Synopsis:
The film opens with a crackly voice recording. The voice is that of Dr. Robert Lachmann, an enigmatic Jewish-German ethnomusicologist who emigrated to 1930s Palestine. While attempting to establish an archive and department of Oriental Music at the Hebrew University, Lachmann created a radio program for the Palestine Broadcasting Service called “Oriental Music”, where he would invite members of local communities to perform their vernacular music. Over the course of the film, Jumana Manna—herself a Palestinian from Jerusalem—follows in Lachmann’s footsteps and visits Kurdish, Moroccan and Yemenite Jews, Samaritans, members of urban and rural Palestinian communities, Bedouins and Coptic Christians, as they exist today within the geographic space of historical Palestine.

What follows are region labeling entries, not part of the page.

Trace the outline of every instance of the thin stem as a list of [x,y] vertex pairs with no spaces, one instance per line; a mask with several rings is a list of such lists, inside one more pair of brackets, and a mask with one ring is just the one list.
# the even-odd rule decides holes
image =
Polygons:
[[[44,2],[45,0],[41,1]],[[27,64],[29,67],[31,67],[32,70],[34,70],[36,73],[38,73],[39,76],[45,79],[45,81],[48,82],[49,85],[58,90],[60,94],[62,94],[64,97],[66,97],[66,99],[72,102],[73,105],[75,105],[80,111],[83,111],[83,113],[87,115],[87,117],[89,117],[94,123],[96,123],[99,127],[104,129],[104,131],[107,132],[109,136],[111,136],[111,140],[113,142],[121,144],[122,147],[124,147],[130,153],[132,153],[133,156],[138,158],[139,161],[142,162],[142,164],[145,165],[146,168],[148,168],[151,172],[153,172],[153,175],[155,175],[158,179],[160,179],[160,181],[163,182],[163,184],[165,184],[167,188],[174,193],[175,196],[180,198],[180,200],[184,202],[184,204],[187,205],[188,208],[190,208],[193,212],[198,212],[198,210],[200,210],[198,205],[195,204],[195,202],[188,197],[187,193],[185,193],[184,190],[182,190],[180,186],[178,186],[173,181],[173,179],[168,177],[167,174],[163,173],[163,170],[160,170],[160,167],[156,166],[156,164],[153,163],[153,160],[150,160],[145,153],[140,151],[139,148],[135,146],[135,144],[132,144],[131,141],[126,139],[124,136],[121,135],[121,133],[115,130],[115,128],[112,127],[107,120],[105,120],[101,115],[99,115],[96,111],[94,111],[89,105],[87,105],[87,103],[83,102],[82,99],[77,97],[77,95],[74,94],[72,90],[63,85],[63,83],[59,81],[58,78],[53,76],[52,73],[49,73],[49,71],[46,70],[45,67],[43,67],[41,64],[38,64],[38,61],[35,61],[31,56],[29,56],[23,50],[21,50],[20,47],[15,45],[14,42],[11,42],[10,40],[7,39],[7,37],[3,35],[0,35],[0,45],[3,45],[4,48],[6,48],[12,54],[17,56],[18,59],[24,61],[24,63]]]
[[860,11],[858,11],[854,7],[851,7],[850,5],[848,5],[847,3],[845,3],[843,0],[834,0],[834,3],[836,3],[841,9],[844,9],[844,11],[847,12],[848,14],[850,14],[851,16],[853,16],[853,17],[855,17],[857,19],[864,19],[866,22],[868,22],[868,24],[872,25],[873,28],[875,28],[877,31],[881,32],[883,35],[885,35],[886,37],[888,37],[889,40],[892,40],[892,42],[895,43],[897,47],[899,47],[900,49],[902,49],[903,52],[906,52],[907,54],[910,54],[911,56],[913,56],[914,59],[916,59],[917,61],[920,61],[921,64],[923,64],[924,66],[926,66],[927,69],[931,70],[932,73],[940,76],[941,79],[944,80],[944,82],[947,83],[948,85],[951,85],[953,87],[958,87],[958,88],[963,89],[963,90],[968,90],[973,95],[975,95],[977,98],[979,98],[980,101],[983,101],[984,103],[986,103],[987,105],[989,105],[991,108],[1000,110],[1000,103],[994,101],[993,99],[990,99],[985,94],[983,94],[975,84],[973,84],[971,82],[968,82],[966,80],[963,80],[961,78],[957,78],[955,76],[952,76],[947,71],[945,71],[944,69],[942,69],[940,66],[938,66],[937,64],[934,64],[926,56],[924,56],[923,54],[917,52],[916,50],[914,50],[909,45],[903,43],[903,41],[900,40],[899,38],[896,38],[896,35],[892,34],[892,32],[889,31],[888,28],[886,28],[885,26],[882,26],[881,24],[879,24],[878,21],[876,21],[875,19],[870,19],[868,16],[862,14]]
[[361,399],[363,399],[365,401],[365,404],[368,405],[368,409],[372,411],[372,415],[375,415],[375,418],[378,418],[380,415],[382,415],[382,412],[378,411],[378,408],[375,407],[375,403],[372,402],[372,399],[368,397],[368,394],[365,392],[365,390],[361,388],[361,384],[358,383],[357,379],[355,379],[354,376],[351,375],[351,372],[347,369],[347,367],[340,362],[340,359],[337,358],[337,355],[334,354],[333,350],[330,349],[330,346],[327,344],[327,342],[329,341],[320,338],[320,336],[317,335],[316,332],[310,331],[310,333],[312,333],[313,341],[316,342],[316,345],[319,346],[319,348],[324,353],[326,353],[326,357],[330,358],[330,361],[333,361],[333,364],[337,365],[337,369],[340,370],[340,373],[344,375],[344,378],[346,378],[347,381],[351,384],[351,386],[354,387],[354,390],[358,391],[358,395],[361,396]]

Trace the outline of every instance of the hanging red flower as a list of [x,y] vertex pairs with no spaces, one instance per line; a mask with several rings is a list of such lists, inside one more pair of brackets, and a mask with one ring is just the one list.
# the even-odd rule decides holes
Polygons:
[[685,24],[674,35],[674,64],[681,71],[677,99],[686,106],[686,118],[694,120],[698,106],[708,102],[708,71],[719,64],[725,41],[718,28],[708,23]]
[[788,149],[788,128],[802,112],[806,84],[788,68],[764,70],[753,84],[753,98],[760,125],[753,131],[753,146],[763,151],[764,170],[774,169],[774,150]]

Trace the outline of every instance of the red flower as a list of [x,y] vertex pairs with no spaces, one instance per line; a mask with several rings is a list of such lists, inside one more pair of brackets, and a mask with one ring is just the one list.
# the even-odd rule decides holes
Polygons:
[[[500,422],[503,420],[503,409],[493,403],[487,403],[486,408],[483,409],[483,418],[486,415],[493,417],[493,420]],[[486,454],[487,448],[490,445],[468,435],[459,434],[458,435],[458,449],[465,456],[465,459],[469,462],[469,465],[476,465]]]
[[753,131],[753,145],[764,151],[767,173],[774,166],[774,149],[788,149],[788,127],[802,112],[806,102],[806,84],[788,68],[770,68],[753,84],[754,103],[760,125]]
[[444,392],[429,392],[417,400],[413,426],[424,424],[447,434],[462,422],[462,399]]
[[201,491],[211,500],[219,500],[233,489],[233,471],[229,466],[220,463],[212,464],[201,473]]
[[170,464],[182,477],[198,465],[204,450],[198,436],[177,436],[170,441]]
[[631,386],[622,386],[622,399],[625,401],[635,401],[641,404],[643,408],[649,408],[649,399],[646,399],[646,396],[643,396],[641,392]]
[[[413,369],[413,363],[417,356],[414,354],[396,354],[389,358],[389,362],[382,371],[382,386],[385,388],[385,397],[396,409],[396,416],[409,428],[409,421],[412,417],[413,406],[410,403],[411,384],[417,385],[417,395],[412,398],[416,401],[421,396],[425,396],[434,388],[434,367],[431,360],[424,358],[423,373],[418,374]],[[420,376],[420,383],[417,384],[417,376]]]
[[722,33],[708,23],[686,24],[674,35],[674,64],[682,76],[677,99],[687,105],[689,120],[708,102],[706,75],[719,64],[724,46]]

Jumana Manna is a Palestinian artist working with film and sculpture. Her work explores how power is articulated through relationships, often focussing on the body and materiality in relation to nationalism and histories of place. She received a BFA from the Oslo National Academy of Arts, a MA in Aesthetics and Politics from the California Institute of the Arts and the A.M. Qattan Foundation Young Palestinian Artists' Award. She has participated in various international exhibitions, biennales and film festivals.
Refqa Abu-Remaileh is an affiliated postdoctoral fellow at the Forum Transregionale Studien’s “Europe in the Middle East, the Middle East in Europe” (EUME) programme. Her research focuses on modern Arabic literature and film.